EU concealed deal with US to allow 'rendition' flights

By Justin Stares in Brussels and Philip Sherwell in Washington
(Filed: 11/12/2005)

The European Union secretly allowed the United States to use transit facilities on European soil to transport "criminals" in 2003, according to a previously unpublished document. The revelation contradicts repeated EU denials that it knew of "rendition" flights by the CIA.

The EU agreed to give America access to facilities - presumably airports - in confidential talks in Athens during which the war on terror was discussed, the original minutes show. But all references to the agreement were deleted from the record before it was published.

The issue of "rendition" flights - in which terror suspects are flown to secret bases and third countries for interrogation - overshadowed last week's fence-mending visit to Europe by Condoleezza Rice, the US Secretary of State.

Asked in Parliament last week about reports of 400 suspect flights passing through British airports, Tony Blair said: "In respect of airports, I don't know what you are referring to."
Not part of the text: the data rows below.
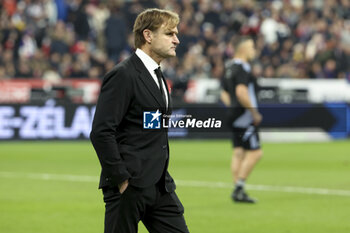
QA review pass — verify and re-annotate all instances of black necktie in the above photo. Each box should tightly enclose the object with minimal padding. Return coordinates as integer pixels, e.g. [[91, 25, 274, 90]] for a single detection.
[[154, 67, 166, 105]]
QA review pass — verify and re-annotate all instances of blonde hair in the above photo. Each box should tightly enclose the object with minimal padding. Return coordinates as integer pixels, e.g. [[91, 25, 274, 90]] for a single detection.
[[133, 8, 180, 48]]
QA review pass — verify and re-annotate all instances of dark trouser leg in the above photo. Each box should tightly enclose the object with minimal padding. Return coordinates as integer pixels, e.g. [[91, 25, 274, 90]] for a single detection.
[[142, 186, 189, 233], [103, 186, 141, 233]]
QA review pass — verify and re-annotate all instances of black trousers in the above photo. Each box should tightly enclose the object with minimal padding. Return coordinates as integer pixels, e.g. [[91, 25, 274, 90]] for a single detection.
[[103, 184, 189, 233]]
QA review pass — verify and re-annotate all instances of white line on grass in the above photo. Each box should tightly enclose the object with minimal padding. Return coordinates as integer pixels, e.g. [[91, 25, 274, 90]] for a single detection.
[[0, 172, 350, 196]]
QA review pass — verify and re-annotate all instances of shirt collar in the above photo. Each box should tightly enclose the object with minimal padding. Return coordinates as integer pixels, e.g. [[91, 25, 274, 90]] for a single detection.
[[135, 48, 159, 74]]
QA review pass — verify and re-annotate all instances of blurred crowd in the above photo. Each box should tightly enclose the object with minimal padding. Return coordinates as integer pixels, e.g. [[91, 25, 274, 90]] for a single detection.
[[0, 0, 350, 92]]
The minutes of the Athens meeting on January 22, 2003, were written by the then Greek presidency of the EU after the talks with a US delegation headed by a justice department official. EU officials confirmed that a full account was circulated to all member governments, and would have been sent to the Home Office.

The document, entitled New Transatlantic Agenda, EU-US meeting on Justice and Home Affairs, details the subjects discussed by the 31 people present. The agenda included the fight against terrorism, drug trafficking and extradition agreements.

According to the full version, "Both sides agreed on areas where co-operation could be improved [inter alia] the exchange of data between border management services, increased use of European transit facilities to support the return of criminal/ inadmissible aliens, co-ordination with regard to false documents training and improving the co-operation in removals."

But this section, and others referring to US policy, were deleted - as a "courtesy" to Washington, according to a spokesman for the EU Council of Ministers.

Tony Bunyan, of the Statewatch civil liberties group which obtained the original document, said: "What kind of facilities are these and how many people work there? That phrase suggests the US is being allowed to use airports in Europe to transport criminals from third countries."

Washington has been angered by EU protests about the movement and alleged abuse of terror suspects. Yesterday, John Bellinger, senior legal adviser to the US State Department, said the convention against torture, which the US has signed, "would generally apply" to prisoners held by the US.

He said on BBC radio: "Some of the allegations more broadly about all sorts of things are ludicrous. These allegations that we have these activities going on in the hundreds over Europe, and that we are going to take people off to be mistreated, are simply untrue."